Wsrtjtyk

I want find the biggest submatrix which contains only negative numbers in a matrix, for example:

In

[[1,  -9, -2,   8,  6,  1],    

 [8,  -1,-11,  -7,  6,  4],    

 [10, 12, -1,  -9, -12, 14],    

 [8, 10, -3,  -5,  17,  8],    

 [6,  4, 10, -13, -16, 19]]

the biggest submatrix containing only negative numbers is

[[-11, -7],

 [-1, -9],

 [-3,-5]]

(left upper corner coordinates: 1,2, right lower corner coordinates: 3,3).

What's the most effective way to do it?

A brute force solution. Will work, but may be considered too slow for a bigger matrix:

mOrig = [[1,  -9, -2,   8,  6,  1],

    [8,  -1,-11,  -7,  6,  4],

    [10, 12, -1,  -9, -12, 14],

    [8, 10, -3,  -5,  17,  8],

    [6,  4, 10, -13, -16, 19]]



# reduce the problem

# now we have a matrix that contains only 0 and 1

# at the place where there was a negative number

# there is now a 1 and at the places where a positive

# number had been there is now a 0. 0s are considered

# to be negative numbers, if you want to change this,

# change the x < 0 to x <= 0.

m = [[1 if x < 0 else 0 for x in z] for z in mOrig]



# now we have the problem to find the biggest submatrix

# consisting only 1s.



# first a function that checks if a submatrix only contains 1s

def containsOnly1s(m, x1, y1, x2, y2):

    for i in range(x1, x2):

        for j in range(y1, y2):

            if m[i][j] == 0:

                return False

    return True



def calculateSize(x1, y1, x2, y2):

    return (x2 - x1) * (y2 - y1)



best = (-1, -1, -1, -1, -1)

for x1 in range(len(m)):

    for y1 in range(len(m[0])):

        for x2 in range(x1, len(m)):

            for y2 in range(y1, len(m[0])):

                if containsOnly1s(m, x1, y1, x2, y2):

                    sizeOfSolution = calculateSize(x1, y1, x2, y2)

                    if best[4] < sizeOfSolution:

                        best = (x1, y1, x2, y2, sizeOfSolution)

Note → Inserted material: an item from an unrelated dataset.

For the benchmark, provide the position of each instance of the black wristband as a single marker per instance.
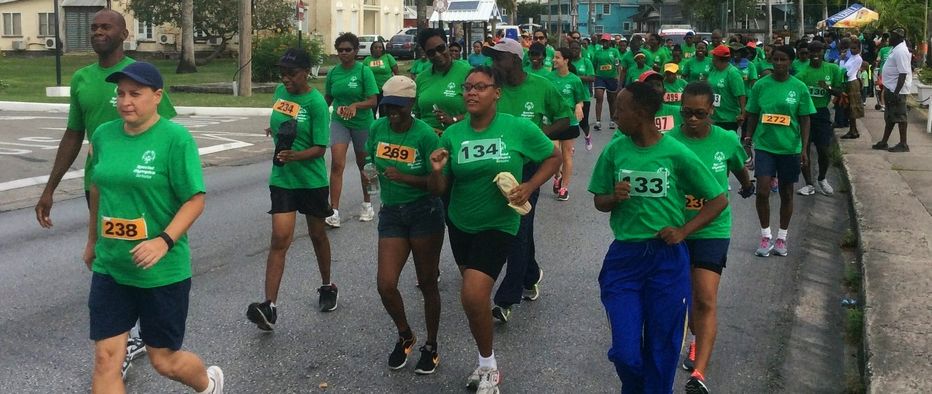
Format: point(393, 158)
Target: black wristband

for x in range(best[0], best[2]):

    print("t".join([str(mOrig[x][y]) for y in range(best[1], best[3])]))

Will output

-11 -7

-1  -9

-3  -5

In case something else is meant with "biggest submatrix", the only function that needs to get changed is the following:

def calculateSize(x1, y1, x2, y2):

    return (x2 - x1) * (y2 - y1)

which is calculating the size of a submatrix.

Edit 1 ... first speedup

best = (-1, -1, -1, -1, -1)

for x1 in range(len(m)):

    for y1 in range(len(m[0])):

        if m[x1][y1] == 1: # The starting point must contain a 1

            for x2 in range(x1 + 1, len(m)): # actually can start with x1 + 1 here

                for y2 in range(y1 + 1, len(m[0])):

                    if containsOnly1s(m, x1, y1, x2, y2):

                        sizeOfSolution = calculateSize(x1, y1, x2, y2)

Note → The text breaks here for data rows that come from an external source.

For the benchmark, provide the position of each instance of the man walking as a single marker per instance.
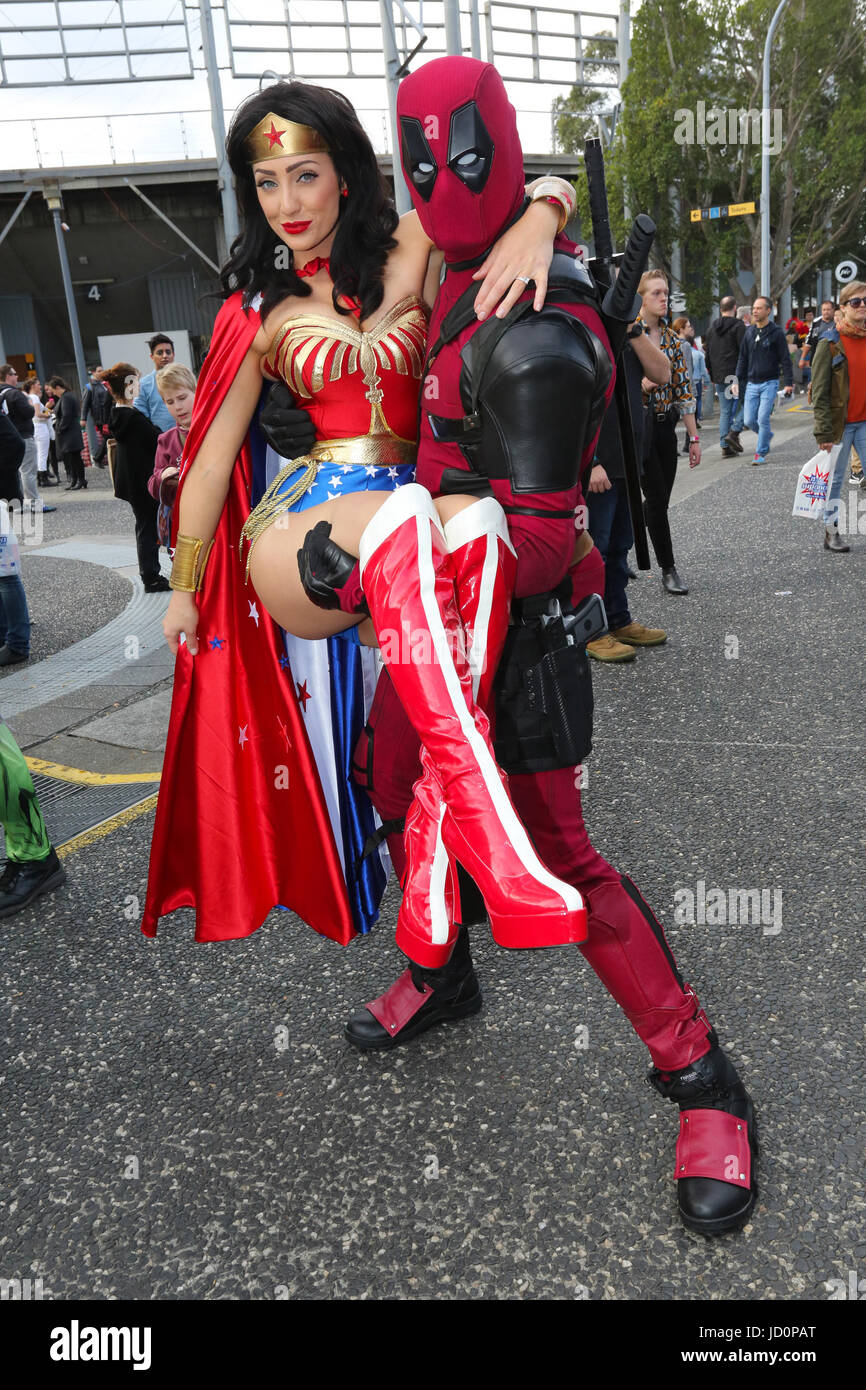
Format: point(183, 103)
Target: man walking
point(609, 521)
point(763, 355)
point(723, 344)
point(819, 328)
point(149, 401)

                        if best[4] < sizeOfSolution:

                            best = (x1, y1, x2, y2, sizeOfSolution)

                    else:

                        # There is at least one 0 in the matrix, so every greater

                        # matrix will also contain this 0

                        break

Edit 2

Ok, after converting the matrix into a matrix of 0 and 1 (as I do via the line m = [[1 if x < 0 else 0 for x in z] for z in mOrig] the problem is the same as what is called the maximal rectangle problem in literature. So I googled a bit about known algorithms for this kind of problem and came across this site here http://www.drdobbs.com/database/the-maximal-rectangle-problem/184410529 which is describing a very fast algorithm to solve this kind of problem. To summarize the points of this website, the algorithm is exploiting the structure. This can be done by using a stack in order to remember the structure profile which allows us to recalculate the width in case a narrow rectangle gets reused when an wider one gets closed.